Earlier Isaiah cried
“His name shall be Immanuel
God with us,” he did foretell.
“What to do, what to do?” Ahaz said with worry.
“Syria and Ephraim come to attack with furry,
What are we to do?” The king was pale and scared.
But God told Isaiah that Judah would be spared.
And so the prophet went to console the King’s great fear
But the king was mighty stubborn and would not even hear.
“Ask the Lord for a sign, to show that He will do
All that He commanded me to speak to you.”
“I dare not test the Lord,” spoke the King.
“That would be a dreadful thing.”
“Because you, O’ King, weary the Holy One
He will give a sign to show that He will save some.
And though Assyria, in whom you trust, will come and destroy
God will save a remnant from within Judah’s convoy.
This is the sign, hear you all,
The virgin shall conceive and the child call
Immanuel, God with us,” the prophet spoke.

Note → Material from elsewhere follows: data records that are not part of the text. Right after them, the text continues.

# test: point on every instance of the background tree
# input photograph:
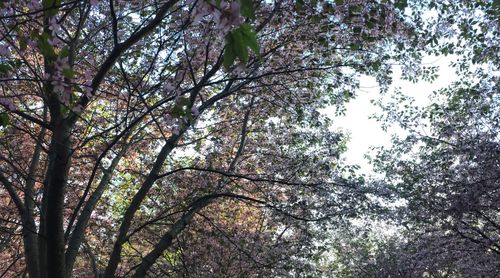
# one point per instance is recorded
(133, 131)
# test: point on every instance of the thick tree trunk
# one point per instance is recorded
(30, 237)
(59, 163)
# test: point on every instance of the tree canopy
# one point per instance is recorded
(184, 138)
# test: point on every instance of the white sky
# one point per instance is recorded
(365, 132)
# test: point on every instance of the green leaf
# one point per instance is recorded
(401, 4)
(64, 52)
(49, 6)
(237, 43)
(180, 108)
(247, 9)
(68, 73)
(229, 55)
(4, 119)
(240, 47)
(4, 68)
(46, 49)
(22, 43)
(250, 37)
(355, 46)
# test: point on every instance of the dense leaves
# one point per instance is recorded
(184, 138)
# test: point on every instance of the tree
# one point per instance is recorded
(128, 126)
(440, 181)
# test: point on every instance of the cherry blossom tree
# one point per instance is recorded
(136, 133)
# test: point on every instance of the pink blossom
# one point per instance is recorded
(8, 104)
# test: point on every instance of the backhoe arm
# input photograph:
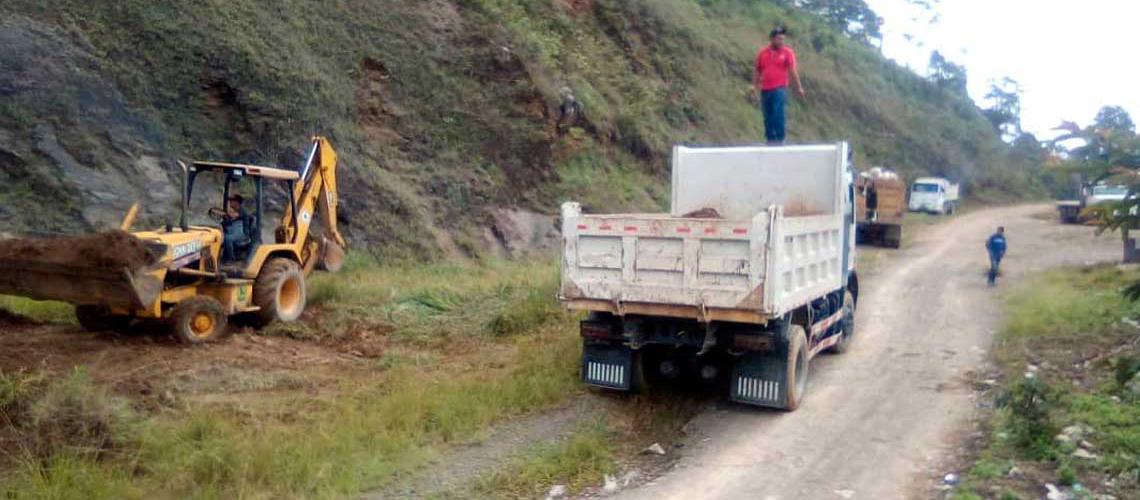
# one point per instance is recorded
(316, 191)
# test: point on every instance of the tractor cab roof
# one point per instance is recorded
(249, 170)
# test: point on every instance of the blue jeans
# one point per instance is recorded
(994, 262)
(772, 104)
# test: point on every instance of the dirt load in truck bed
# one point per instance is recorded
(111, 250)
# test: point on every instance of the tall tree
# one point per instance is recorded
(853, 17)
(947, 74)
(1114, 117)
(1004, 111)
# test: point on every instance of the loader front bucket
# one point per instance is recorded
(80, 286)
(110, 269)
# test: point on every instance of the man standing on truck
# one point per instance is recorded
(773, 65)
(996, 248)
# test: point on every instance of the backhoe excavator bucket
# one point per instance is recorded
(110, 269)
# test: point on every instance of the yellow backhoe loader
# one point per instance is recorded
(195, 277)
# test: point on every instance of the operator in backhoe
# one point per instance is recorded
(235, 223)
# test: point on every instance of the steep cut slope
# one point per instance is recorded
(446, 112)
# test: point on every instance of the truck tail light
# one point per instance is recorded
(595, 329)
(754, 343)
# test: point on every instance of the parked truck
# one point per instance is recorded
(748, 277)
(934, 195)
(880, 204)
(1072, 211)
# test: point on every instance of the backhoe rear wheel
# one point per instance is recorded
(279, 292)
(197, 320)
(98, 318)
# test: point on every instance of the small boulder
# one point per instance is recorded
(610, 485)
(558, 491)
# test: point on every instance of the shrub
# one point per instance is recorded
(1029, 403)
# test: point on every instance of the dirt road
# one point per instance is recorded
(882, 420)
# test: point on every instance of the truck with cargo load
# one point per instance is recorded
(748, 277)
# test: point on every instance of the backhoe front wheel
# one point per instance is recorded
(198, 320)
(279, 292)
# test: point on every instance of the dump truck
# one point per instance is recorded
(934, 195)
(747, 278)
(880, 204)
(195, 276)
(1073, 211)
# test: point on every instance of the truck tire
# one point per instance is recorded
(279, 292)
(197, 320)
(796, 379)
(97, 318)
(848, 325)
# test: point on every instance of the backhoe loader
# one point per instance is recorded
(196, 277)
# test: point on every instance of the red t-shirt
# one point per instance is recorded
(773, 66)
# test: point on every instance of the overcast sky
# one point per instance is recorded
(1071, 57)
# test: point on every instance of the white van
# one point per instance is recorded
(934, 195)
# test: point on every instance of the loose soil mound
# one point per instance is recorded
(703, 213)
(112, 250)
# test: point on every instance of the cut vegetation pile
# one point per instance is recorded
(1067, 415)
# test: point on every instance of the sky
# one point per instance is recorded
(1069, 57)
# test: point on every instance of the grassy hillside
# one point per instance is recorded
(441, 109)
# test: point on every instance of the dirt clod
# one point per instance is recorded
(112, 250)
(703, 213)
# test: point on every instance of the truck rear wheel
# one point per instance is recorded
(279, 292)
(796, 379)
(197, 320)
(848, 325)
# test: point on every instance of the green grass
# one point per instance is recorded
(518, 352)
(1058, 320)
(39, 311)
(583, 459)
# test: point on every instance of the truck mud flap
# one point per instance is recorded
(760, 379)
(607, 366)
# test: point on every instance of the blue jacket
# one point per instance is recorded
(996, 245)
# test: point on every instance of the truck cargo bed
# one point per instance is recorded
(754, 263)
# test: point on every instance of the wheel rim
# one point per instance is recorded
(202, 325)
(288, 297)
(800, 373)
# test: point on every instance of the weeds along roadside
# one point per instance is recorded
(1067, 406)
(519, 353)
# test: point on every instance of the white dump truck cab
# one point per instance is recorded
(934, 195)
(748, 277)
(1106, 193)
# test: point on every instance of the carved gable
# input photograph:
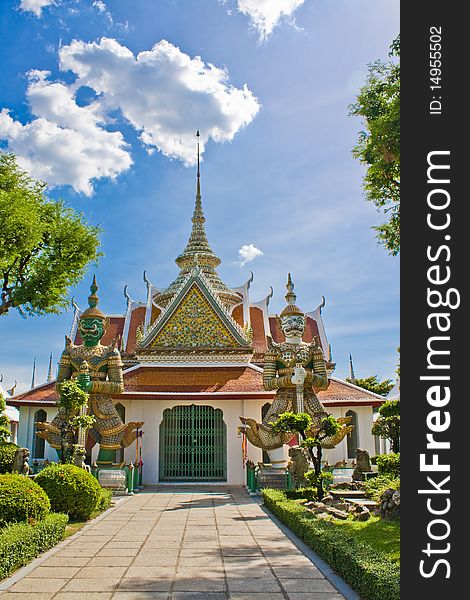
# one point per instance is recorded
(195, 323)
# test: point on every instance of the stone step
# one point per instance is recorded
(355, 494)
(360, 502)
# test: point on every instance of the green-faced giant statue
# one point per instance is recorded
(102, 379)
(296, 370)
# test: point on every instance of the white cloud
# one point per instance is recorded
(99, 5)
(247, 253)
(65, 144)
(35, 6)
(265, 14)
(164, 93)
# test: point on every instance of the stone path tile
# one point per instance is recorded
(178, 544)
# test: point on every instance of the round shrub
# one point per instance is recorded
(71, 490)
(21, 499)
(7, 454)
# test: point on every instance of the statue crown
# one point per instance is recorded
(92, 312)
(291, 308)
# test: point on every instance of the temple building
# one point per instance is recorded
(193, 356)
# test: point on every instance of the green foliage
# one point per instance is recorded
(104, 500)
(20, 542)
(71, 395)
(71, 399)
(388, 423)
(21, 499)
(371, 573)
(45, 246)
(292, 422)
(7, 454)
(4, 422)
(373, 384)
(378, 146)
(376, 486)
(389, 464)
(85, 421)
(71, 490)
(307, 493)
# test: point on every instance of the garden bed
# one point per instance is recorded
(20, 542)
(358, 552)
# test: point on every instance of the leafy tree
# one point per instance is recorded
(378, 146)
(387, 424)
(373, 384)
(71, 400)
(4, 422)
(301, 423)
(45, 246)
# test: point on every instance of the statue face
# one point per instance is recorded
(91, 331)
(293, 325)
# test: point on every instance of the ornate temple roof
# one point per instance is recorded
(201, 382)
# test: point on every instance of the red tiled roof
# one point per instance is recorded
(237, 314)
(259, 335)
(137, 318)
(194, 379)
(160, 382)
(342, 393)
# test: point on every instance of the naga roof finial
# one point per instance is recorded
(291, 308)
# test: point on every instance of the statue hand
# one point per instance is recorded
(299, 375)
(84, 381)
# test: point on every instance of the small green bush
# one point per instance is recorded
(71, 490)
(7, 454)
(21, 499)
(20, 542)
(310, 493)
(389, 464)
(373, 576)
(104, 501)
(376, 486)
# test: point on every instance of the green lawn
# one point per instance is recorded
(383, 536)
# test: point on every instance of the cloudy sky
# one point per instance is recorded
(101, 99)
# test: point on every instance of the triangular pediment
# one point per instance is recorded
(195, 319)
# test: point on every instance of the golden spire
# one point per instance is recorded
(291, 308)
(198, 252)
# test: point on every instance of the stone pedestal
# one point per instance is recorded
(273, 478)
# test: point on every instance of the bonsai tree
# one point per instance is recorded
(72, 402)
(388, 423)
(311, 438)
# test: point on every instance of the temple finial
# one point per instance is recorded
(352, 375)
(50, 374)
(93, 298)
(33, 377)
(198, 192)
(290, 296)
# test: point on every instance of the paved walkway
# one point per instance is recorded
(178, 545)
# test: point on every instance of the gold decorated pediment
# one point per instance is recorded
(195, 323)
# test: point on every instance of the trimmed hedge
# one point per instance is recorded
(71, 490)
(21, 499)
(389, 464)
(20, 542)
(7, 454)
(105, 498)
(374, 577)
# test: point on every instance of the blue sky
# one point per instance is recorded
(120, 115)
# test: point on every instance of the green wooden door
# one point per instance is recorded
(193, 444)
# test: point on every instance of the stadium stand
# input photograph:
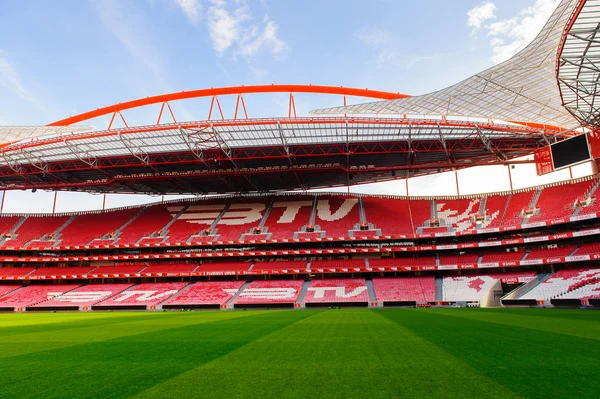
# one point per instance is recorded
(205, 294)
(280, 265)
(557, 202)
(391, 216)
(85, 228)
(495, 210)
(270, 292)
(341, 290)
(14, 272)
(32, 294)
(5, 289)
(541, 253)
(83, 297)
(150, 221)
(164, 270)
(420, 212)
(58, 272)
(34, 228)
(562, 282)
(318, 264)
(466, 288)
(288, 216)
(400, 289)
(142, 296)
(337, 215)
(462, 259)
(458, 213)
(240, 217)
(108, 271)
(516, 204)
(224, 267)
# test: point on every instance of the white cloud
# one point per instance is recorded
(479, 14)
(233, 28)
(374, 36)
(509, 36)
(192, 9)
(386, 51)
(10, 80)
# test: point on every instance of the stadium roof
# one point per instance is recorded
(10, 134)
(578, 68)
(523, 88)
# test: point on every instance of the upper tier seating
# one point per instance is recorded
(419, 289)
(86, 295)
(391, 216)
(151, 220)
(242, 215)
(280, 265)
(562, 282)
(207, 293)
(224, 267)
(33, 294)
(403, 261)
(588, 249)
(542, 253)
(58, 272)
(516, 203)
(464, 259)
(337, 215)
(337, 290)
(495, 205)
(288, 215)
(34, 228)
(587, 291)
(7, 223)
(265, 292)
(166, 269)
(502, 256)
(466, 288)
(458, 213)
(337, 264)
(16, 272)
(5, 289)
(558, 201)
(147, 294)
(420, 212)
(86, 228)
(107, 271)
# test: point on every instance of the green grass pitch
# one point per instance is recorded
(353, 353)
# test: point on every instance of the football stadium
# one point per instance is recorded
(257, 270)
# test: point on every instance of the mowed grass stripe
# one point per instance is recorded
(16, 345)
(334, 354)
(8, 320)
(121, 367)
(529, 361)
(585, 325)
(72, 323)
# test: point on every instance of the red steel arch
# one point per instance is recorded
(233, 90)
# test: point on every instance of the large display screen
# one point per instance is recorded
(570, 151)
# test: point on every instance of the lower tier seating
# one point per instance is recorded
(32, 294)
(337, 290)
(265, 292)
(86, 295)
(562, 282)
(207, 293)
(147, 294)
(419, 289)
(466, 288)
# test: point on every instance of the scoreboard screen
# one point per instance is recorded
(571, 151)
(565, 153)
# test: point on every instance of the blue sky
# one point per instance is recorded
(66, 57)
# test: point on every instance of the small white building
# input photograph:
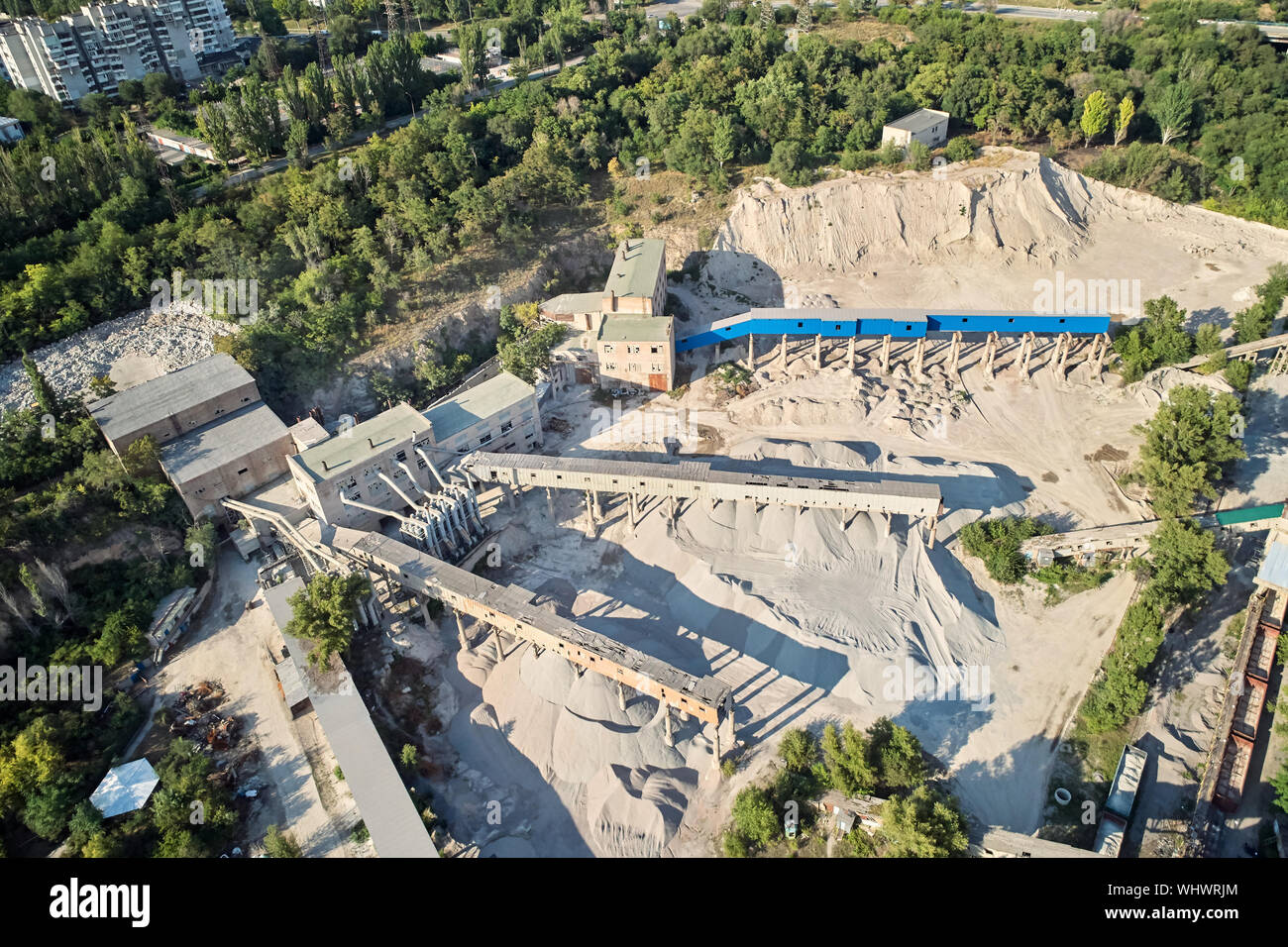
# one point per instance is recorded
(925, 125)
(11, 131)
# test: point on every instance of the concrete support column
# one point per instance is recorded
(1098, 356)
(1025, 355)
(1061, 354)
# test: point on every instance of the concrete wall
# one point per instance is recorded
(189, 419)
(235, 478)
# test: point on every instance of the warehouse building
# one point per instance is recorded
(217, 438)
(175, 403)
(621, 338)
(385, 460)
(636, 351)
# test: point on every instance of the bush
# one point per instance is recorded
(1239, 375)
(960, 149)
(754, 817)
(997, 543)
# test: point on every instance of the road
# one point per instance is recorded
(230, 644)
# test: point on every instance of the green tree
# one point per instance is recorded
(845, 757)
(1095, 116)
(46, 398)
(1183, 564)
(1124, 119)
(896, 755)
(323, 613)
(1188, 444)
(754, 817)
(278, 844)
(799, 750)
(923, 825)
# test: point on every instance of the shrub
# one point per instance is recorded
(960, 149)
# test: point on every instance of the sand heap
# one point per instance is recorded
(850, 587)
(571, 727)
(1031, 209)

“And as for those kings who threaten a deadly stroke,
Before the boy can choose right or wrong
These two kings you dread will be long gone.”
So the prophet said this thing
In the hearing of the King
That a baby would be born from a virgin womb
And this little child is the one in whom
We find our salvation, hope, and life
God incarnate, the man Jesus Christ.
Indeed the virgin did conceive
But for the King this prophecy did not relieve.
And so this sign was not one inviting repentance
But instead one confirming the sentence
Made by God for the King’s sin
And made for us who do trust in Him.